Aside from the horrible emotional and physical setbacks I’ve experienced with my IUD, moving ahead it certainly did appear to drastically decrease (almost stop) the bleeding but I have always felt a cycle in place. So maybe it was kind of working? One thing was for sure though. The Gabapentin was NOT working. It was absolutely not doing anything for the pain (though it did seem to help with the leg spasms at night). Everything came to a head in December when Dr. Singh called and I felt like I had run out of tools. The list of treatments that I had exhausted well outrun the list of options I had yet to try. And then there it was. A plan A and a plan B. I’ll give to Singh that he never laid it out quite so plainly but this is how my brain interpreted it. Plan A: go on Orilissa for 3-6 months to determine if estrogen, and thereby the endometriosis, was impacting the pain. Plan B: VATS. It was the first time in the last three years that I’ve felt secure about Orilissa and despite the public bashing I proceed to do with Lupron I was ok to take the plunge with Orilissa. The first week was hell. The second week was hell-er and it induced a period. Weeks 3 and 4 are a blur but I an safely say the profound effects of Orilissa snuck up on me when I one day woke up on my left side – something that was impossible to do when I was in chronic pain before Orilissa – and had an a-ha moment that something was different. 4 nights of this in a row and I could safely chalk it up to Orilissa.

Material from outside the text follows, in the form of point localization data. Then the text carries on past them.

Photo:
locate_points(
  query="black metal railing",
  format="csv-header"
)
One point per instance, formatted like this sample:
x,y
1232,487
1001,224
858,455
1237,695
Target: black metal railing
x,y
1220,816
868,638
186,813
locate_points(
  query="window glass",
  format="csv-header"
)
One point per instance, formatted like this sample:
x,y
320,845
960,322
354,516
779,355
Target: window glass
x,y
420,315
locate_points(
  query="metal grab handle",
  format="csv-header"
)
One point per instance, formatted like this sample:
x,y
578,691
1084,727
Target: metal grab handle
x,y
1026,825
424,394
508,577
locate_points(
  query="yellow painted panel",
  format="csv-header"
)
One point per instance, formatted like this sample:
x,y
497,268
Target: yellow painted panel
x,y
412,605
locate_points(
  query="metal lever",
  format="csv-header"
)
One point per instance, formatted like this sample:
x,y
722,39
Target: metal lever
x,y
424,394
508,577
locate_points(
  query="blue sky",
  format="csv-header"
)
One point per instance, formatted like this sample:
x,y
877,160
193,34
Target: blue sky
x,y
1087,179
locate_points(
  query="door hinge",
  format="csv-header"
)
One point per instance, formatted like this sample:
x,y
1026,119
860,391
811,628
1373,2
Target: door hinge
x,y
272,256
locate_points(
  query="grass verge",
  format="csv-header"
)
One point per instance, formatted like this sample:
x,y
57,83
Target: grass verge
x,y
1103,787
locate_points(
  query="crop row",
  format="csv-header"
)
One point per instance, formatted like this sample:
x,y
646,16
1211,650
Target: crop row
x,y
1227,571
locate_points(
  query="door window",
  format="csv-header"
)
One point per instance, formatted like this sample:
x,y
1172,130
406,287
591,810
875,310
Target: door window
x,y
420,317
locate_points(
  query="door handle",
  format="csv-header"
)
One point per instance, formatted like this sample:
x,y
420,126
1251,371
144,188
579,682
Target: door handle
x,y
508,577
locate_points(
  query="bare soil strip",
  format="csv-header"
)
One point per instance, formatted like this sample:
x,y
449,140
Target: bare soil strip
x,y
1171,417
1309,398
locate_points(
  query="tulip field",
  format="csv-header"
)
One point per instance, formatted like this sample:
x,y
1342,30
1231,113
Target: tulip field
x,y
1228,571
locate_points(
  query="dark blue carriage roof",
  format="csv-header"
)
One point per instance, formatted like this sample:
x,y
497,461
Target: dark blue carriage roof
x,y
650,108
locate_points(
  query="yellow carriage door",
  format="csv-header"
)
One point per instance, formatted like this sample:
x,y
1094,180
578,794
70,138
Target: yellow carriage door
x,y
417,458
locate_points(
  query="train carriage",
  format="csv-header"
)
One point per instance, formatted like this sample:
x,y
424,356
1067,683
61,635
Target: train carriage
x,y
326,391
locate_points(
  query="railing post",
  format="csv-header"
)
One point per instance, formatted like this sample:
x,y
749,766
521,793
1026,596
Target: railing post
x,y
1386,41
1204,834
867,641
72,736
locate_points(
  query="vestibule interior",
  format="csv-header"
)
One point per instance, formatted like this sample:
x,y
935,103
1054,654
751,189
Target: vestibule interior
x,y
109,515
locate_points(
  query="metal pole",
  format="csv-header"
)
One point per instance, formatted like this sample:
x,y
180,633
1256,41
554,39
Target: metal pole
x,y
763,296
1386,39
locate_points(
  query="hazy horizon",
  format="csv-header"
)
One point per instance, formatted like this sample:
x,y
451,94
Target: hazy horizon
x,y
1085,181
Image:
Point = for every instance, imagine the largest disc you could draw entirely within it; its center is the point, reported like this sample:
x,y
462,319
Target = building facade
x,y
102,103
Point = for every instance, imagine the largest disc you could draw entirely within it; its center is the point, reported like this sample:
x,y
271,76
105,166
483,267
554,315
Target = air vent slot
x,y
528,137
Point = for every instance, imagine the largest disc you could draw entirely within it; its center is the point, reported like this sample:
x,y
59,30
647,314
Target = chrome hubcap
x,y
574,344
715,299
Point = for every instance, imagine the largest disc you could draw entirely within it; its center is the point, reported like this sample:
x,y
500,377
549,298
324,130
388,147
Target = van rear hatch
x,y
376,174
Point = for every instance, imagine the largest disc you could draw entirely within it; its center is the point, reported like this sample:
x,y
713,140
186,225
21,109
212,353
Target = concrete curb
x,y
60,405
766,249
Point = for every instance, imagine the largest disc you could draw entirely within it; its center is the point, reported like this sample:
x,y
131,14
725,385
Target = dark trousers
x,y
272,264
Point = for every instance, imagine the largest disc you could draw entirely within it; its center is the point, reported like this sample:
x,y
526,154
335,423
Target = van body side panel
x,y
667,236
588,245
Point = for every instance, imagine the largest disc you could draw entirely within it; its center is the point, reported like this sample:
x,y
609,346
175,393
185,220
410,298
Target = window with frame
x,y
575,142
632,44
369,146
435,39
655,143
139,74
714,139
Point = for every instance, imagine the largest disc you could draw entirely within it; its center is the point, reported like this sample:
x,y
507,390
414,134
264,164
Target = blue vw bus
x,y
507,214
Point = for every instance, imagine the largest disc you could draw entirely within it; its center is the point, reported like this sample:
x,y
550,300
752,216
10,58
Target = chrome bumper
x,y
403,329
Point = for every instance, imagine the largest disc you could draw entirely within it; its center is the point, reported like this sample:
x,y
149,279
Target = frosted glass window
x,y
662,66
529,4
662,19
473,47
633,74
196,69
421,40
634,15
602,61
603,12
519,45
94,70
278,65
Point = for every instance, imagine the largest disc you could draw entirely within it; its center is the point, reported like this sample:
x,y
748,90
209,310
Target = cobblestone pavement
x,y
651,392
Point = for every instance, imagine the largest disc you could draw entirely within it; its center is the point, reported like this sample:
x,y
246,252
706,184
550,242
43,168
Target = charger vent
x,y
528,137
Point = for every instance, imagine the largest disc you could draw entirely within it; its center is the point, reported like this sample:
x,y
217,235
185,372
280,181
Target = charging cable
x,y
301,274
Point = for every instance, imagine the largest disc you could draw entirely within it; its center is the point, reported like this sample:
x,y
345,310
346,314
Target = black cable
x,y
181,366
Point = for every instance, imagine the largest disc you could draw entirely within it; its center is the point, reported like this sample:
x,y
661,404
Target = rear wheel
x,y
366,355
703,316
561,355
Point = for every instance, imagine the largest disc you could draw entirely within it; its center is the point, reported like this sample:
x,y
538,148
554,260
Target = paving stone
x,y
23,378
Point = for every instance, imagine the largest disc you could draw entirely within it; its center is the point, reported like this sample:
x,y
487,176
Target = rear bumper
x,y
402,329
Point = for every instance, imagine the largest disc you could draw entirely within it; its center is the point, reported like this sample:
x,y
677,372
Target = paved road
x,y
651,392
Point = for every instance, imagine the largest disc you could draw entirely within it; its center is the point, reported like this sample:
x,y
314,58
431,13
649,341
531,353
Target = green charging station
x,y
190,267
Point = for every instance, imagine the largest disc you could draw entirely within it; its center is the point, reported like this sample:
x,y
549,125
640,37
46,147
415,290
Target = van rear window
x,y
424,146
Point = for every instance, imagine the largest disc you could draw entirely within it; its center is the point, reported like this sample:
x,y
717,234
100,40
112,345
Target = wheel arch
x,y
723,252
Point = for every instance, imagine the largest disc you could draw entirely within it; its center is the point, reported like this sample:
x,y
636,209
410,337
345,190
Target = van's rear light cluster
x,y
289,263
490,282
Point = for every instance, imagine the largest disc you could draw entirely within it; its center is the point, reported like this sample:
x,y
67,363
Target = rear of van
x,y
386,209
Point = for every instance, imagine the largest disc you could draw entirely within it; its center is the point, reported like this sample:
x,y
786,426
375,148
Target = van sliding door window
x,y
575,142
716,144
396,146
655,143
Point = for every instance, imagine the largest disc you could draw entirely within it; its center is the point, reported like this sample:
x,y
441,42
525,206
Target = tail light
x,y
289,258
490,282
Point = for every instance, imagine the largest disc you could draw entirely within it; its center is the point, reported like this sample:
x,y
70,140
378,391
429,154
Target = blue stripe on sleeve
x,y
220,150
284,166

I did the unthinkable: I shared my success story on social media. Others who are taking Orilissa chimed in with their stories too and several women DM’ed me about their fears about trying the drug. “Its not for everyone” I told them, while secretly encouraging them to take the plunge. And then… my worst fear. I got a period. I bleeding period. A ‘run to the bathroom with diarrhea’ period. A ‘holy hell my uterus’ period. And on top of that – that, being something I havent experienced in nearly two years – my diaphragm came back. My shoulder tip pain came back. My fatigue came back. My mood swings came back.

One step forward and two steps back.

Some things are just not adding up. Mirena was intended to thin my lining and help reduce my cycle, bleeding and pain. Orilissa was intended to block estrogen and therefore reduce potential spreading and growth of new endo lesions. Together, I should be a pretty pain free, bleed free spot. So why, why 11 and 2 months in am I dealing with the most all-over-body excruciating pain I’ve had in years? The math isnt adding up.

I’m here. I’m showing up consistently. But its starting to get harder and harder to hide the anger. My therapist wants me to work through the anger. She says it impacts the way I deal with the pain and blocks the ability to face it head on. But the reality is that the anger pushes away the depression. Cus depression is a slippery slope. Once I get on that slide I may not be able to find a ladder. So tell me, how does one cope with all these let downs?